The /downloads/ endpoint supports additional parameters, such as changing the ZIP encryption password. Make sure to check out the relevant Help Page.
October 7, 2024 - Bug in Saved Search matching
Up until October 7, 2024 there was a bug in the implementation of Saved Searches which meant that any Saved Search with a verdicts.malicious: expression would have failed to match. This would have affected a small percentage of our Saved Searches. This bug has been fixed and new scans will start generating notifications accordingly.
We apologise for any inconvenience this might have caused.
September 19, 2024 - CSV & plain-text export of search results
The CSV Export feature of the Search page now allows you to select which columns you would like to include in the resulting CSV file. Furthermore you can now download an export of a single column as a line-wise plain text file or export it to your clipboard!
July 8, 2024 - Live Browsing & Real Device Scanning
We are launching a new Beta feature called Live Browsing along with other major improvements to our scanning engine.
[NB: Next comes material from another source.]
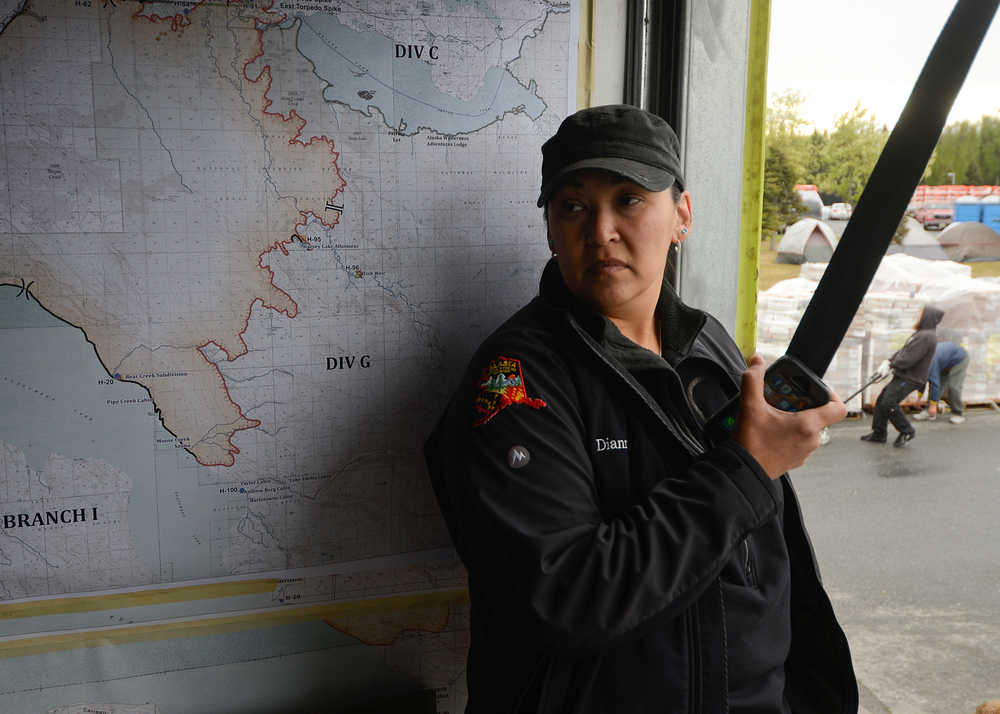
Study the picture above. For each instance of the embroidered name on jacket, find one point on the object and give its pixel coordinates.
(501, 385)
(611, 444)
Live Browsing lets you scan a website while interacting with it through a VNC-like remote video and keyboard session. The primary use-case of Live Browsing is lightweight interaction, like dismissing alerts, confirming captchas or following a single level of redirection to get to the web-content of interest.
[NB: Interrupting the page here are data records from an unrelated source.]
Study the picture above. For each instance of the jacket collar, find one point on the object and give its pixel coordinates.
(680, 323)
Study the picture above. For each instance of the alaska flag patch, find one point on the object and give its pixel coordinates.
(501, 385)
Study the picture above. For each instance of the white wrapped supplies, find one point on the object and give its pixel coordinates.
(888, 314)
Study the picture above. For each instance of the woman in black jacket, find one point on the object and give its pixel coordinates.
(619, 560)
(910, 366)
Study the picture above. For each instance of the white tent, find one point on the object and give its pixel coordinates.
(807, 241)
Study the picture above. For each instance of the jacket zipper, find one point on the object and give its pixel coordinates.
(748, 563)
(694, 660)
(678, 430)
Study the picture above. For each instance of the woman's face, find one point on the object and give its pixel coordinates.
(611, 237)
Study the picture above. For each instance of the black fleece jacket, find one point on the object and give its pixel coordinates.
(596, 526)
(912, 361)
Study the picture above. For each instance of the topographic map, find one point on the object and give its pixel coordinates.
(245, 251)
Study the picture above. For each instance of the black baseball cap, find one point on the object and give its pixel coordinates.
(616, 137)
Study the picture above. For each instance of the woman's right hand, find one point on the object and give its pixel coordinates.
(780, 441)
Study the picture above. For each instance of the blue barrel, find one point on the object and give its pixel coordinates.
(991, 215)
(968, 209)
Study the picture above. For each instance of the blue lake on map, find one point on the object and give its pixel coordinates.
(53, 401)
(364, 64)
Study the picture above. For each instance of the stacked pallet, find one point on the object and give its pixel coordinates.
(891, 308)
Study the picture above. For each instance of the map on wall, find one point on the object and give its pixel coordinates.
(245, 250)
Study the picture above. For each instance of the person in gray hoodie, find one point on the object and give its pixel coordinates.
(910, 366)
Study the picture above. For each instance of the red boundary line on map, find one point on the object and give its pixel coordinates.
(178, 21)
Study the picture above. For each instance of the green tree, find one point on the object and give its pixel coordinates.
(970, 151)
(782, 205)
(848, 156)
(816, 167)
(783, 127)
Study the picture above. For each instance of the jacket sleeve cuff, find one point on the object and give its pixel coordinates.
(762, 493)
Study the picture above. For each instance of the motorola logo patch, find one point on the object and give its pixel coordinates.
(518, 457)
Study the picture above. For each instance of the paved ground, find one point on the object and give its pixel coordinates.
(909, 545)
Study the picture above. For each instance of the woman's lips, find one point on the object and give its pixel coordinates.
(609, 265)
Live Browsing can also be used for related tasks, such as:
- Capturing evidence for take-down purposes.
- Browsing through open directories.
- Browsing through the Tor network via .onion address.
- Quickly downloading files, DOM snapshots and screenshots from third-party websites.
To get started with Live Browsing please read the help section on Live Browsing. Also see our announcement blog-post for details on Real Device Scanning.
Live Browsing is still in Beta which means that you will encounter bugs while using it. Please reach out to support@urlscan.io with any questions, bugs or feature suggestions!
May 14, 2024 - Phish Report links
We have added a link to our partners at Phish Report to the scan result pages. You can use Phish Report to trigger takedown requests for malicious websites. This is not a service provided by urlscan or included with your {{proname}} subscription!